Throw out assumption 1, and there's no reason to think the upward trend will continue, aside from the inertia that all charts seem to exhibit when you look at a small enough portion of them.

I encourage you to look at data from before 1979. While satellite data is the best we have now, and great for looking at what the climate is currently doing, it is quite limited when you're trying to get the big picture. Try looking at the past 2000 years (http://www.econ.ohio-state.edu/jhm/AGW/Loehle/SupplementaryInfo.pdf), or even the paleoclimate and related CO2 proxy records that show non-disastrous CO2 concentrations that were many times that of today.

Models can be useful, but too often are based on incorrect assumptions, fudge factors, and in the case of the IPCC, politics. Models can be programmed to give you any results you want, regardless of reality. I prefer to look at reality.

I fight AGW disinformation because I do care about the planet, and not only my descendants, but yours too. A world of lies-based ecofascism just isn't what I'd like to leave behind.

Mon, 04/02/2012 - 13:35 | Link to Comment Flakmeister
Flakmeister's picture

Well.... if Mr.
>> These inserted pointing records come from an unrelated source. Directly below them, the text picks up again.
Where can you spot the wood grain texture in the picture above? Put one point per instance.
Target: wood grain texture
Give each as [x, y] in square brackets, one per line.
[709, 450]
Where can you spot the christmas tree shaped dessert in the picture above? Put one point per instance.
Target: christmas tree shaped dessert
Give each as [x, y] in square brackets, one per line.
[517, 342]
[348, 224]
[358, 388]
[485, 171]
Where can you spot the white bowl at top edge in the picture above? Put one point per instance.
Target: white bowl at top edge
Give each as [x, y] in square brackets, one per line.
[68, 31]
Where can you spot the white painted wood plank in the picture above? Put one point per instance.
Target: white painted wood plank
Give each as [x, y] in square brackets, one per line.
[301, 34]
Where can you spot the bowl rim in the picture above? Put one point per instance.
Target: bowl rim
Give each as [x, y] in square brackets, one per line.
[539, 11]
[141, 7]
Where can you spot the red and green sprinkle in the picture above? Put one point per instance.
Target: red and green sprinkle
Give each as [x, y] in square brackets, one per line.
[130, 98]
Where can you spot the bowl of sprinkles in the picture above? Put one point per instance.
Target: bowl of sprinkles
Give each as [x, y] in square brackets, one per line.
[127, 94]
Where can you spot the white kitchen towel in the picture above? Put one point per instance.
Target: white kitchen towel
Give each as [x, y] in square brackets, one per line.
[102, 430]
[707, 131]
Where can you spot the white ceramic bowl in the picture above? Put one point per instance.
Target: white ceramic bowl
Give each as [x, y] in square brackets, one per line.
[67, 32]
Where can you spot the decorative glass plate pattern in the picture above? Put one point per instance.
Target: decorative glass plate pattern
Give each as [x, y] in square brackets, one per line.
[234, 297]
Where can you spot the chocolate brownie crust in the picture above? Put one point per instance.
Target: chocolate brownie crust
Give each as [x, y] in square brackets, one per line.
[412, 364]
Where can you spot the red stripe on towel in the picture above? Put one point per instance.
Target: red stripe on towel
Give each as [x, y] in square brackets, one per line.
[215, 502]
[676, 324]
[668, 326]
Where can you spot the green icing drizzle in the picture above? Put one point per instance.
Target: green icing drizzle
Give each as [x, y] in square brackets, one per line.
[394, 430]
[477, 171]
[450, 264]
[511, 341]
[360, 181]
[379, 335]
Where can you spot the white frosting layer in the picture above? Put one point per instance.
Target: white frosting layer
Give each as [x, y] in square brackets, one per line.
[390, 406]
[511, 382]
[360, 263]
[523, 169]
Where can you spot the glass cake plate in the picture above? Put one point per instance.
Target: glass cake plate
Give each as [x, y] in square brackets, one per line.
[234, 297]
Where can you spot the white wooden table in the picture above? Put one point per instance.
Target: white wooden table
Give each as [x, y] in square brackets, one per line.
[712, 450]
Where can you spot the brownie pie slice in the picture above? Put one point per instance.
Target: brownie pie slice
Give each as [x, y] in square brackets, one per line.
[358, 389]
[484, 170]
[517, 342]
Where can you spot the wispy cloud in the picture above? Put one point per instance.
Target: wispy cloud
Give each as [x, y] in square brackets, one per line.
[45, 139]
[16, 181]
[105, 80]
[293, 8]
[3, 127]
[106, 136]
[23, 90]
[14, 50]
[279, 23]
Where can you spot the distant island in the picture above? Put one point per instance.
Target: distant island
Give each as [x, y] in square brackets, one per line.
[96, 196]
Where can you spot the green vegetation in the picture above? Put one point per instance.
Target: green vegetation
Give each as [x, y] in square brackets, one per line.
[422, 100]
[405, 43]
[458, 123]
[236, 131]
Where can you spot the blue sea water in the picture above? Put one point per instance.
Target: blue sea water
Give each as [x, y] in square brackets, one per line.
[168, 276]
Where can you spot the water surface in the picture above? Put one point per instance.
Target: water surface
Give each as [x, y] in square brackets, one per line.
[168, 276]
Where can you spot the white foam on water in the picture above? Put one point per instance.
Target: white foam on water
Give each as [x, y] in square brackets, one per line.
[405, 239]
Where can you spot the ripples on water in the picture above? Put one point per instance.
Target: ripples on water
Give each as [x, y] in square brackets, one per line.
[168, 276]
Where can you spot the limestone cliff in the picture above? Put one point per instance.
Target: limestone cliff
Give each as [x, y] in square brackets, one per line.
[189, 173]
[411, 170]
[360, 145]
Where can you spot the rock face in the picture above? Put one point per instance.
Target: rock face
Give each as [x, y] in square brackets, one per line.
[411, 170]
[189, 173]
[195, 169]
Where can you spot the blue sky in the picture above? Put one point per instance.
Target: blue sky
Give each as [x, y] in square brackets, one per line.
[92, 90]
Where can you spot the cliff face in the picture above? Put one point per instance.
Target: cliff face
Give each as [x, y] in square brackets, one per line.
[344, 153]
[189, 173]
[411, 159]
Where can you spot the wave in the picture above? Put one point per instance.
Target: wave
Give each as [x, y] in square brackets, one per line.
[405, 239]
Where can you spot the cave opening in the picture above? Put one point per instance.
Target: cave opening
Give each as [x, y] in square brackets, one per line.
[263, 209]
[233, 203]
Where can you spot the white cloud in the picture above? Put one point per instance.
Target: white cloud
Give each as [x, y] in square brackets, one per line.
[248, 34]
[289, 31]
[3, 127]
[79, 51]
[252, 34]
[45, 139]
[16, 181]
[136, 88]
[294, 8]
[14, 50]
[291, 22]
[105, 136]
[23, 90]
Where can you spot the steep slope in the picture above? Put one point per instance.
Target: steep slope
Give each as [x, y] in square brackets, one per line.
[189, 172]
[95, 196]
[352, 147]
D'Aleo was correct, why is not published in a refereed journal?

A cursory examination of your link reveals the following issues:

1) It considers only US data, that hardly qualifies it a global study...

2) Looking at standalone C02 temp correlations *is* bad modeling....Since you are well aware that the solar and aerosol influences must be simulataneously considered...

3) BTW, he predicts on the basis of his model on pg 9. that 2008 will be the coldest since 1996 (maybe even since 1993) Well, we know how right that was! 2008 was actually the second warmest La Nina year on record...

http://www.skepticalscience.com/prediction-new-surface-temperature-record-2013.html

4) In essence he is trying to explain things with the Pacific Decadal Oscillation... There is problem, there is *no* trend in it I will leave you this to chew on

http://www.skepticalscience.com/Pacific-Decadal-Oscillation-advanced.htm

5) Figure on Pg. 12, classic cherry pick using the very warm 1998 El Nino year as the starting point...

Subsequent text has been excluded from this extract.